A Little Night Musing

Insomnia is a mixed blessing a mixed blessing for me. This is an upgrade from scourge. I'm hoping for, and working towards, insomnia being a pleasant little bit of productivity.

Traditionally, insomnia has been anxiety induced. It generally does not take much to get me worked about something but sleep is generally sacred and easy for me. Get me thinking about student loans and their deferments and I'm up for an hour easy trying to mentally calculate a way that I will not be poor forever.

This all was magnified when I quit my job and moved halfway across the country. My nighttime anxiety repertoire had expanded to include lack of income, fear of rejection on job applications, fear of failure, and how long could my savings holdout. There was a whole month that I didn't get to sleep until two hours later than usual.

There is, however, some truth to the old adage, that one get used to anything given enough time.
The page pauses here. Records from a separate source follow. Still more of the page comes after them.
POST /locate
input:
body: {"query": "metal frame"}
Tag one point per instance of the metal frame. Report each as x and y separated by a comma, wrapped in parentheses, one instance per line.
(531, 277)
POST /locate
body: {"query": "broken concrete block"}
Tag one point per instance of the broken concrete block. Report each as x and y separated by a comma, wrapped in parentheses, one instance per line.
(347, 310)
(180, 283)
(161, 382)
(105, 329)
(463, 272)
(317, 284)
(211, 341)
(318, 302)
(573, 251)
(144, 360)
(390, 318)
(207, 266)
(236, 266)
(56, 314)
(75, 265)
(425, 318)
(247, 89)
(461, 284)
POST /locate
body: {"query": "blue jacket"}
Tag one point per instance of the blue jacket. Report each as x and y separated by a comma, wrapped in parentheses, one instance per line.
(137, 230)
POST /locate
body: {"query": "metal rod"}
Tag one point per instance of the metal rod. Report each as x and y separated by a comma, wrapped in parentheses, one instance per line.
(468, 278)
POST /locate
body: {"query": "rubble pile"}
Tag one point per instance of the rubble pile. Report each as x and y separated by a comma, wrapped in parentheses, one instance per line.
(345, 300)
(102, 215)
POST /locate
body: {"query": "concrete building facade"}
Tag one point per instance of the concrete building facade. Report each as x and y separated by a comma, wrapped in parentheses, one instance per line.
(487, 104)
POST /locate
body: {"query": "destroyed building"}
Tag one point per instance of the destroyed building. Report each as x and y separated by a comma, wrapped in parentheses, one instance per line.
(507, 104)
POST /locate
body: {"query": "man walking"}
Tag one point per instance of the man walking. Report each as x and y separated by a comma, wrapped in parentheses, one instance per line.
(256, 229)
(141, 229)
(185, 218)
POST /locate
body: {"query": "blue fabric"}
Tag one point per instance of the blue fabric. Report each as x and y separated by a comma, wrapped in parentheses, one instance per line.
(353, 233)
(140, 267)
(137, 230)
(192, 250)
Eventually, the drama became melodramatic and tired was tired. Sleep ceased to elude me. This too lasted a month.

However, in the art of a true worrier, in a class almost professional, I found something new to worry about, relationships. I don't think to much about relationships on a regular basis. I'm kinda like a guy in that sense. But when there is worrying to be done, you pull up your boot straps and find something to worry about. I don't just have work ethic, I've got worry ethic too.

The nice thing about my recent bouts of insomnia is that I've learned to move from the object of worry. Now I do a lot of thinking, mostly angry feminist, liberal, and/or political ranting. Grrr, Bush. Grrr, felonous athletes. Grrr, $2.10/gallon gas. Of course, not all of it is angry. There was the night I laid in bed thinking of "the list" for 45 minutes before finally just getting up and writing it. There are the things I can picture myself doing to improve the workplaces where I have applied for jobs. Hmmm, there's also the ideas I have for foods I'd like to try to make without a recipe and how'd I'd approach them.

So maybe insomnia is a good thing in the end. I may feel useless 7 to 7, but then my brain gets kicking and I feel like doing something because I'm passionate about it. Maybe getting to bed after midnight is a good thing.